In an email to investors this morning, Vinovest informed users of two new features coming to the platform. They’re two sides of the same coin though. The new capability allows investors to configure either a Buy-and-Hold or Active Rebalancing portfolio strategy.
The two strategies appear to be what you’d expected based on their naming. In the case of Buy-and-Hold, wines purchased in your managed Vinovest account will be held until maturity. For Active Rebalancing portfolios, Vinovest may occasionally sell and purchase different wines from your account to bring the portfolio in line with its target diversification level or investment time horizon.
Why Is This Significant?
On the surface, it really isn’t. However, there may be more to it than first meets the eye.
First, everyone is going to be automatically enrolled into the Active Rebalancing option, unless they manually select Buy-and-Hold prior to April 16. That’s less than 1 week to make a change if you don’t like the upcoming default.
Also, this is a permanent option. If you are on vacation and miss the email or if you decide later on that you want something different, tough luck. You’re locked into it forever. Yikes.
Second, it will absolutely have tax implications. As part of rebalancing, Vinovest is going to be selling wines from managed portfolios. That could mean paying capital gains taxes on your investments every year, on top of the platform’s existing fees. It is worth noting though that the company does say they’ll factor in tax implications into their rebalancing decisions.
Also, it is not 100% clear to me if there will be any potential fees for the sales of the wine that occur during rebalancing. I have reached out to their support team for clarification.
Third, both options appear to authorize Vinovest to sell wine on your behalf without further permission or consultation.
This may not be entirely new – there are already similar stories on social media in cases of non-payment of fees. However, it feels a lot more explicit now. For some that may just enable an even more passive investing experience, but for others it may be a realization that they have less control than they previously expected.
Fourth, Vinovest can’t really say when, why, or how often Active Rebalancing portfolios will be updated. Potential criteria even include new tariffs and a change of ownership of a vineyard.
On one hand, it’s nice that they’re looking out for these things. Keeping track of something like international tariffs and how that maps to a wine portfolio is something that I imagine many people would overlook. However, the unpredictability of it all (especially with potential tax implications) may be unsettling.
Fifth, does an Active Rebalancing portfolio increase lock-in to the platform?
Imagine investing $10K on the platform under the old system. You can put more capital in later, but the wines can just be held to maturity and sold. If you want, you can stop putting in new capital and just let everything age and liquidate. Simple.
For Active Rebalancing, they’ll rebalance to move you closer to your target time horizon. Imagine you have a configuration of a long-term time horizon of ~10 years. In the Buy-And-Hold configuration if you put money in and wait for 2 years, all of those assets should have around 8 years left until they can be liquidated at maturity. However, for Active Rebalancing, it seems like Vinovest will keep selling those wines as they age in an attempt to keep the portfolio stocked with assets that have closer to 10 years left until maturity.

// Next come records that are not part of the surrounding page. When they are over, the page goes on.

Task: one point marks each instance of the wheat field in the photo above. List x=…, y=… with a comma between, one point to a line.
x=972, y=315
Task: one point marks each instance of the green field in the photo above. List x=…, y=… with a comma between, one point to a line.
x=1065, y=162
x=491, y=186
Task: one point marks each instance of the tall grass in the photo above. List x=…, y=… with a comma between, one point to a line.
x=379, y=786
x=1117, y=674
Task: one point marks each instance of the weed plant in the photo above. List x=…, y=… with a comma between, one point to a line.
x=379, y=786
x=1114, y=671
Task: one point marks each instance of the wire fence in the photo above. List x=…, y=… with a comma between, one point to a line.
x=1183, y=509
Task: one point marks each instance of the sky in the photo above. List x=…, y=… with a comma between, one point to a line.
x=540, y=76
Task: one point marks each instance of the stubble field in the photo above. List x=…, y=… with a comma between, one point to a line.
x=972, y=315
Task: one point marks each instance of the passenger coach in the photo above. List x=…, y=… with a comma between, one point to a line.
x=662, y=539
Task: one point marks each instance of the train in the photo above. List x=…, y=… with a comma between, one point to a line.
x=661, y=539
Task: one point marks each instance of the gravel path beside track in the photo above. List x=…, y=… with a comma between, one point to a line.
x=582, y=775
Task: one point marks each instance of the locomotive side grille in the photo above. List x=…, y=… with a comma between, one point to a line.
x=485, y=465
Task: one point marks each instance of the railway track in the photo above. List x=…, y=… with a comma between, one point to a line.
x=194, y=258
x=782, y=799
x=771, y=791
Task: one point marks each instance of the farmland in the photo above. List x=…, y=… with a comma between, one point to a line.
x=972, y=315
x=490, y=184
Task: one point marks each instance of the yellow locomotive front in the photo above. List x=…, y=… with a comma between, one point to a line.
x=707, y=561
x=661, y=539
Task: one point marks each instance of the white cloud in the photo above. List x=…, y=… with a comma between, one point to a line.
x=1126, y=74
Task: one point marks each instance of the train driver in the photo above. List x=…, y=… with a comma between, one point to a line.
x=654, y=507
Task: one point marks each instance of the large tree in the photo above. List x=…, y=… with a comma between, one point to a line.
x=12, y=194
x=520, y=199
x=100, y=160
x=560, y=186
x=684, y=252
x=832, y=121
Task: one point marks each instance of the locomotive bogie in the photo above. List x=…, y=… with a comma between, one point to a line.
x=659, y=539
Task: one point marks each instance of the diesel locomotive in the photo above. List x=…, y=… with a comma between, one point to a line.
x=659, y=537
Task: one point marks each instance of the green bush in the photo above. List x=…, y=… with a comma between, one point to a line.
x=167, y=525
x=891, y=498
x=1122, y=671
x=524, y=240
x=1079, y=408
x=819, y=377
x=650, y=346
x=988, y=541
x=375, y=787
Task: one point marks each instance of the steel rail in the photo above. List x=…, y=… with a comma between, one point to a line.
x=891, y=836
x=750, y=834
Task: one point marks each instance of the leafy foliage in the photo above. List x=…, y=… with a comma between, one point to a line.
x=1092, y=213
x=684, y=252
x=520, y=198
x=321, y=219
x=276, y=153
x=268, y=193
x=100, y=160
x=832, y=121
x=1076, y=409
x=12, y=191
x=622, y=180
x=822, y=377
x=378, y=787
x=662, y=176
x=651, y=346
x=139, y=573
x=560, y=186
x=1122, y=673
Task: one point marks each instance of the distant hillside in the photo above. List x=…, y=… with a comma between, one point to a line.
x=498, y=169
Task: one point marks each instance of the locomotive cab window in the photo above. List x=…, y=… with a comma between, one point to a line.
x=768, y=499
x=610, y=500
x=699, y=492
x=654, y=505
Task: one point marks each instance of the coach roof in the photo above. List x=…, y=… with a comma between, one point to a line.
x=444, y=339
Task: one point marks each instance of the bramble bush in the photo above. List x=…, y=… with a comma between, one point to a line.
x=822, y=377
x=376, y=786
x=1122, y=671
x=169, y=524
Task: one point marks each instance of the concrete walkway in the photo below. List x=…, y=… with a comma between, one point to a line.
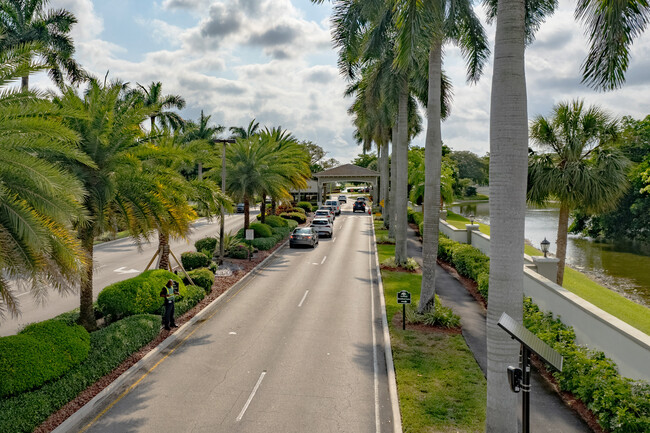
x=547, y=411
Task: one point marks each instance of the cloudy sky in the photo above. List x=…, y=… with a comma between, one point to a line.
x=273, y=60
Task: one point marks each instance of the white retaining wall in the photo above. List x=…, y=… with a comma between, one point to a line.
x=595, y=328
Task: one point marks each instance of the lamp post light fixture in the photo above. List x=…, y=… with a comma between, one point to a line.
x=545, y=244
x=222, y=228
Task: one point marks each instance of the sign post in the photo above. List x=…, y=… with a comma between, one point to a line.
x=403, y=297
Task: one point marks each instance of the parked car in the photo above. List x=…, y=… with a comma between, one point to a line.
x=359, y=206
x=332, y=210
x=336, y=205
x=323, y=226
x=304, y=236
x=324, y=213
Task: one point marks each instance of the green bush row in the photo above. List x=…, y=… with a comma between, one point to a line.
x=39, y=353
x=194, y=260
x=137, y=295
x=109, y=347
x=621, y=404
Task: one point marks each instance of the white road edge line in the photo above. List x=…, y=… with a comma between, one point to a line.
x=250, y=397
x=303, y=298
x=388, y=352
x=375, y=362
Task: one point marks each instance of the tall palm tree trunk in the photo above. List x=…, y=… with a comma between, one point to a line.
x=432, y=173
x=163, y=249
x=86, y=312
x=401, y=177
x=562, y=229
x=508, y=174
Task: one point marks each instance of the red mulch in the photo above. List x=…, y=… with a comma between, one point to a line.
x=568, y=398
x=221, y=284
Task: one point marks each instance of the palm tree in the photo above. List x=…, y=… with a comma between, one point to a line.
x=39, y=202
x=27, y=22
x=581, y=169
x=158, y=104
x=118, y=188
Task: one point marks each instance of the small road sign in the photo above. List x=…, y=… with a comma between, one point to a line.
x=403, y=297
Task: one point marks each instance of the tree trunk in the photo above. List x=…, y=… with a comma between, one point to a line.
x=562, y=229
x=263, y=209
x=432, y=173
x=401, y=176
x=247, y=212
x=163, y=248
x=86, y=312
x=508, y=175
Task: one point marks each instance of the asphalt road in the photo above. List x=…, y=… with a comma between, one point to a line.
x=298, y=348
x=114, y=261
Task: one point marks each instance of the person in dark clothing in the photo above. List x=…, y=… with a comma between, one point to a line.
x=169, y=292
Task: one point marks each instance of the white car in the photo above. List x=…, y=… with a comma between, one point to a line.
x=335, y=204
x=324, y=213
x=323, y=226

Sixth, and lastly, why the rush? Giving people only 5 days to make an irreversible decision after a short email and a few FAQs just doesn’t feel good.

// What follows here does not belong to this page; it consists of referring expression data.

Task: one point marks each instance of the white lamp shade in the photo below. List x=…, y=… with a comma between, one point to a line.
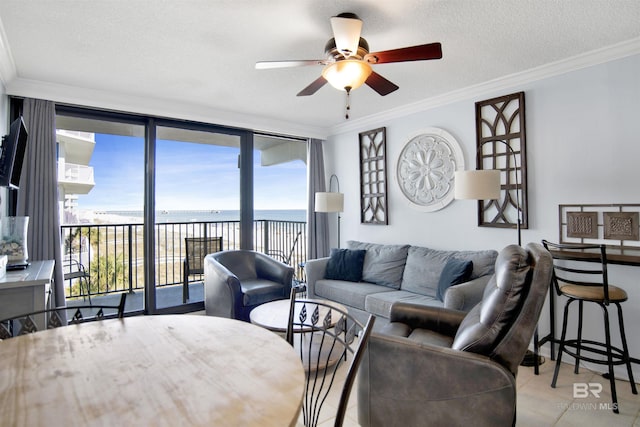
x=329, y=202
x=477, y=184
x=346, y=32
x=351, y=73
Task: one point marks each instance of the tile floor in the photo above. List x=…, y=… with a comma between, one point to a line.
x=539, y=405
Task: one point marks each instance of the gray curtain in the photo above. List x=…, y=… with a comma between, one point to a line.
x=317, y=225
x=38, y=193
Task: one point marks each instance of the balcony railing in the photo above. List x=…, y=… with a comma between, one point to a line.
x=112, y=254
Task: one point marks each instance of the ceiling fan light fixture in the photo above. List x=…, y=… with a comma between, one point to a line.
x=348, y=73
x=346, y=30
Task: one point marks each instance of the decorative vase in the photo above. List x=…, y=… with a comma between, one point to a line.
x=13, y=239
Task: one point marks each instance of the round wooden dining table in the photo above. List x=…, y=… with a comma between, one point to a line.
x=167, y=370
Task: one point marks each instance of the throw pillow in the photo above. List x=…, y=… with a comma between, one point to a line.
x=345, y=264
x=455, y=271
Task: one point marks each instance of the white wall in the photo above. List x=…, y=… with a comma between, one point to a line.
x=583, y=146
x=4, y=129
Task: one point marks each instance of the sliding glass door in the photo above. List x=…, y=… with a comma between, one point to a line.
x=197, y=208
x=137, y=192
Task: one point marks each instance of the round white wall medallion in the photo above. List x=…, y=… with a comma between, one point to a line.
x=426, y=168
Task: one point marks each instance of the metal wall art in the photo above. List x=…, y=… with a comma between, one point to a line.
x=503, y=119
x=373, y=177
x=426, y=168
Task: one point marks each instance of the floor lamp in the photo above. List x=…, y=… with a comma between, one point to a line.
x=485, y=185
x=331, y=202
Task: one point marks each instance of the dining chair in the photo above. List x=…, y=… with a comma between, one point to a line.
x=196, y=249
x=588, y=281
x=327, y=339
x=28, y=323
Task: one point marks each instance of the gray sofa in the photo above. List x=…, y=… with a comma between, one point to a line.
x=438, y=367
x=404, y=273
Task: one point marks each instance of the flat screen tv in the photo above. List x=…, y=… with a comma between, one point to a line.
x=13, y=147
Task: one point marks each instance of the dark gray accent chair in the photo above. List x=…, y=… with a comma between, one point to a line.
x=236, y=281
x=439, y=367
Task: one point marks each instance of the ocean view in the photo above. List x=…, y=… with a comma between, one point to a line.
x=165, y=216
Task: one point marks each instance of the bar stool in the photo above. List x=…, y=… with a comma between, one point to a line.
x=590, y=284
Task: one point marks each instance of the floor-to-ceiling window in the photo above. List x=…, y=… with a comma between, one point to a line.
x=280, y=198
x=133, y=188
x=197, y=198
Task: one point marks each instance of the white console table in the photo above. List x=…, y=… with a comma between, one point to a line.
x=24, y=291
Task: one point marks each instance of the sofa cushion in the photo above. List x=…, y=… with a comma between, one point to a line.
x=424, y=267
x=379, y=304
x=383, y=264
x=352, y=294
x=345, y=264
x=455, y=271
x=489, y=320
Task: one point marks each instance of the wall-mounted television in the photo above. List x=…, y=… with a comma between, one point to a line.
x=12, y=156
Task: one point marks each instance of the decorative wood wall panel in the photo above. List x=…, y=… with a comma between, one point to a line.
x=373, y=177
x=503, y=119
x=616, y=225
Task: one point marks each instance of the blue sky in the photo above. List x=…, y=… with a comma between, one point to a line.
x=188, y=176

I should be careful with speculation, but it sure feels like they’re doing this in reaction to something that’s already happened, or in anticipation of something they see coming soon. If that is true, giving the additional context to investors would be helpful.

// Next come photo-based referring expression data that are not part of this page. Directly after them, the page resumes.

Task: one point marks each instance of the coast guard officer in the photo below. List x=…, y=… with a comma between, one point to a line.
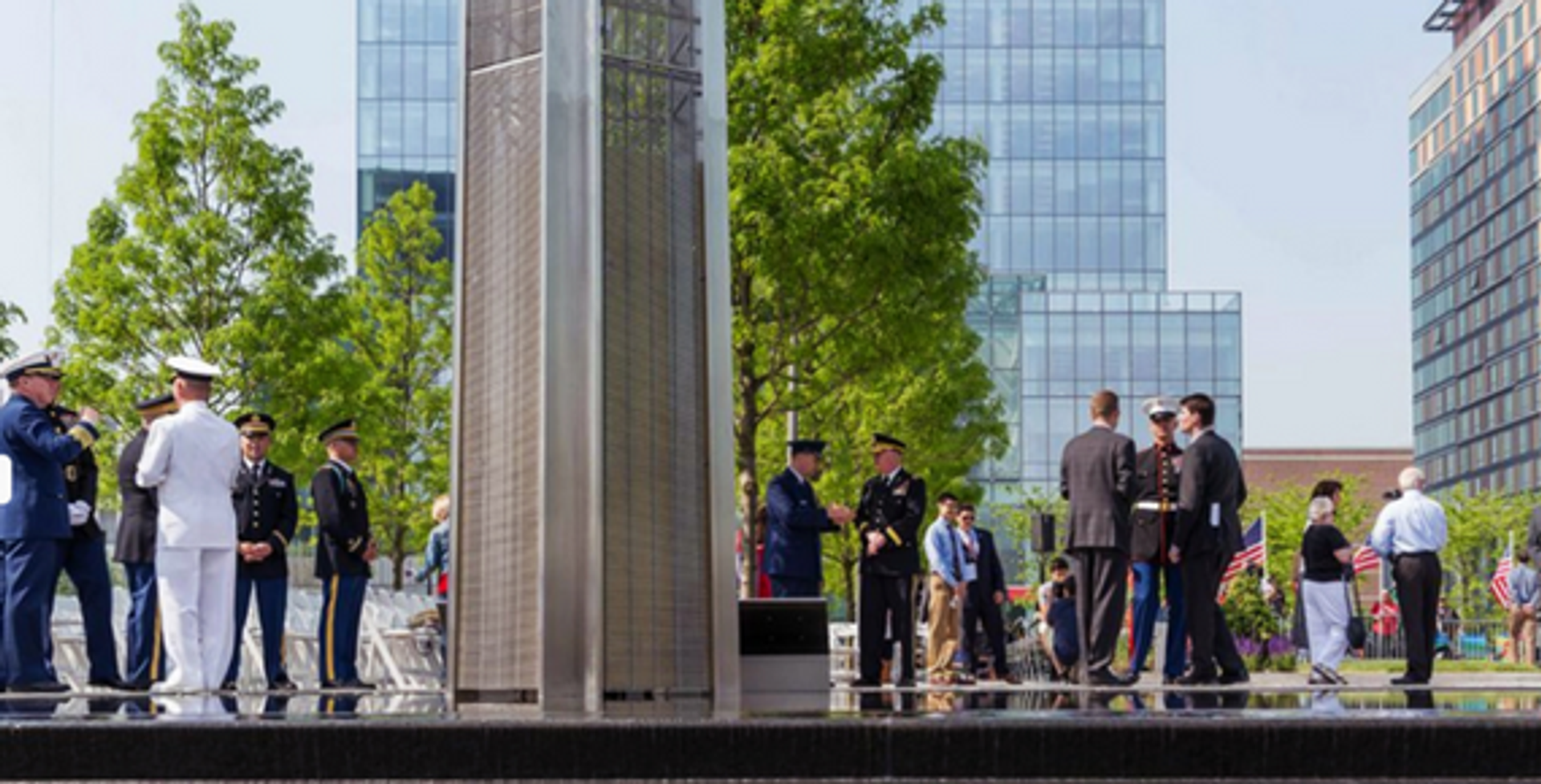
x=343, y=556
x=267, y=512
x=891, y=510
x=794, y=561
x=193, y=459
x=144, y=661
x=83, y=558
x=35, y=516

Update from April 12: In a discussion on Reddit, Vinovest’s official account responded with more details behind the new setting and their reasoning behind the change:
– Vinovest’s Official Reddit Account (post link)
- We’ve been running the active strategy on a subset of users for the last few quarters with positive feedback. We know that a sample is not necessarily directly representative of the entire client base, but we felt confident enough that this would be something that would benefit the vast majority of users.
- While we are not anticipating any sort of large negative event in the near future, we would like to be prepared to protect our users in case of future events. Our examples of tariffs and wineries changing ownership serve as previous situations in which we could’ve delivered users better risk adjusted returns had we’d been able to actively rebalance.
- Building off of the previous point, the Chinese tariffs on Australian wine were a good learning lesson. A wine like Penfold’s Grange 2015 is certainly very desirable, and has a lot of room to age until it reaches its maturity. However, the tariff environment significantly caps its upside of that wine given that China is the largest consumption market of Australian wine in the world.
- While we don’t have substantial live data yet, our belief is that of the long run, we will be able to deliver stronger risk adjusted returns on this new strategy. Better returns for the most part equate to happier users. Our team will put out a white paper with findings and analysis in the future when we have a few more quarters of live data under our belts.